Dermot Gorman of Drumellihy, gent., eldest son and heir of Loghlen Gorman of Drumellihy, gent, sets forth that in 1667, Colonel Daniel O’Brien (Lord Clare), demised the two ploughlands of Drumellihy to Loghlen Gorman for the lives of said Dermot, of Daniel Gorman, and of Teige, the second and third sons of lessee, and for three other lives after the death of the survivor of them, at the annual rent of ten pounds. The witnesses to the lease and to the delivery of the seizen, were Wm. Hickman, Chas. Connell, Henry Ivers, James FitzGerald, Daniel Gorman, Teige Gorman, Donogh Casey, Dermot Considine, Edward O’Brien, Teige Dunasome (?) Daniel Lynch, and Murrogh O’Brien. Conor Considine was deputed to give possession as the Viscount’s representative. The petitioner states that he was adjudged within the articles of Limerick, and then adds that the lands are, for the most part, boggy, rough, or mountainous, with a good part arable, and are worth £46 per year. His petition was signed at Ennis in presence of Mort. McMahon, Geo. Stacpool, Dermot Considine, and Cornelius Gillareagh.

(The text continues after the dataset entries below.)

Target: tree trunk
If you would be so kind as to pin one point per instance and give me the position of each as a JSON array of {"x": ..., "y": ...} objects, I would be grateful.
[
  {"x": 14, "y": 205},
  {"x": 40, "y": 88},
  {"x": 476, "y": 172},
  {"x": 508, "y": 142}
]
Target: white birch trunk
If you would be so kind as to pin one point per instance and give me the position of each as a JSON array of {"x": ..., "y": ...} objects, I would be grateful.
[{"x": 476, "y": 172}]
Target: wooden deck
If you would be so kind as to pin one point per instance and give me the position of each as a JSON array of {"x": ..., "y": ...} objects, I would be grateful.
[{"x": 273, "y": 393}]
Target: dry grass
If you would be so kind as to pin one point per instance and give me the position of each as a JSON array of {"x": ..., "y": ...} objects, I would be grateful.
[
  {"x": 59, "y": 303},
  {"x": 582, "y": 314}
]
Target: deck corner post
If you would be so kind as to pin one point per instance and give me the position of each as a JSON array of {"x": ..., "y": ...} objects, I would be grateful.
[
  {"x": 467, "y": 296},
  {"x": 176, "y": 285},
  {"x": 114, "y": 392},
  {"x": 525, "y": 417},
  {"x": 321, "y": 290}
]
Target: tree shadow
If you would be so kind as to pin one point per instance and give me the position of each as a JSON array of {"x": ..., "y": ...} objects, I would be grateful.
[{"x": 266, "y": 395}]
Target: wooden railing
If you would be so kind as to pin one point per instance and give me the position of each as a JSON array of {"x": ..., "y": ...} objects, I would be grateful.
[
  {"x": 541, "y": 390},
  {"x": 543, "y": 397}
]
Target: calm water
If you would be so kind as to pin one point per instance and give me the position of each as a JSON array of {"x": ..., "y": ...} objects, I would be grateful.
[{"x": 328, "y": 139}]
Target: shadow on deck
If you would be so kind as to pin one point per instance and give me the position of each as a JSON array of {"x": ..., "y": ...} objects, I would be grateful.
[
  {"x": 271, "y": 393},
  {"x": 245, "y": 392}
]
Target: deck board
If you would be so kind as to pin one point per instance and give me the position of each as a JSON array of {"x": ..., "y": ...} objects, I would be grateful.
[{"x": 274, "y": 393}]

John Magrath of Teerovanin, gent., in his petition, states
that in 1684, Redmond Magrath of Derrymore, gent., being owner in fee
of Lecarrow, containing 400 acres, and of Lecarrowgarry, containing 176
acres, all profitable land, situate in the parish of Tulla, did mortgage
them to petitioner for £400. The mortgage deed is witnessed by Nicholas
Magrath, Edward FitzGerald, John Maghee, Robert Magrath, Stephen White,
James Henry Grady, and Denis Hickey. Magrath’s petition is witnessed
by John Cusack, Cornelius Gillareagh, and Thomas Cusack. [His claim was
disallowed, and the lands sold in 1703 to John Cusack.]